At Playa Nicuesa Rainforest Lodge in Costa Rica, sustainability means much more. The Costa Rica rainforest lodge is one of only three dozen hotels in Costa Rica that have received the highest rating of Five Leaves in the Certification for Sustainable Tourism Program (CST).
Created by the Costa Rican Tourism Board (ICT), the CST program rates and certifies tourism businesses based on their compliance with natural, cultural and social resource management. CST consists of five levels, called “Leaves”; Level five, or Five Leaves, signifies that the company is considered “outstanding in terms of sustainability.”
“Our goal is to provide guests with an experience that they will always remember fondly: Excellence, friendly service, high-end accommodations, educational opportunities and unique, well-run adventure activities, and to provide this experience while operating the lodge in the most environmentally-friendly manner possible,” explained Playa Nicuesa owners, Michael and Donna Butler.
The extraordinary Costa Rica eco-lodge was designed in harmony with the environment constructed from naturally fallen trees and recycled materials. Immersed in the dense tropical rainforest bordering the Piedras Blancas National Park and the pristine Golfo Dulce (Sweet Gulf) in southern Costa Rica, Playa Nicuesa Rainforest Lodge is located on a 165-acre private preserve. Adding to its uniqueness, the only way to get there is by boat across the pristine waters of the Golfo Dulce from either Golfito or Puerto Jimenez.
“We traveled all over Costa Rica and other parts of Central America to find and create a special place where one can intimately experience the natural world of both the tropical rainforest and the Pacific Ocean,” expounded the Costa Rica rainforest lodge owners. “Our plan was to create a place that offers the comfort of a lodge and the activities and diversity of an adventure tour.”
The area is part of a giant conservation area including the world-famous Corcovado National Park on the Osa Peninsula. The unique tropical fjord of Golfo Dulce is a critical habitat for migrating Pacific Humpback Whales, and resident and migratory communities of dolphins and sea turtles.
Playa Nicuesa sustainability highlights:
- Lodge buildings are located on less than 2% of property – 98% is a private protected area.
- Used recycled construction materials, such as: roof tiles on the lodge and cabins made from recycled plastics, including banana bags.

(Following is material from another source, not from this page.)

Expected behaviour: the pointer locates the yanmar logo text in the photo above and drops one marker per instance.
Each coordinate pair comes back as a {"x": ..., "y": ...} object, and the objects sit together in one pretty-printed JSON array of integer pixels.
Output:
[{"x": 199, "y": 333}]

- Wood came from naturally fallen trees, permitted by the government to be pulled out of the forest by oxen, or from farmed trees.
- Electricity is provided by solar energy. Panels are located on main lodge structure. Back-up generator runs on recycled vegetable oil.
- Solar drying room used to dry all of the lodge wash.
- Hot water is provided by on-demand propane which means that the propane is used only when the hot water faucet is turned on.
- Received the Ecological Blue Flag Award for clean beaches.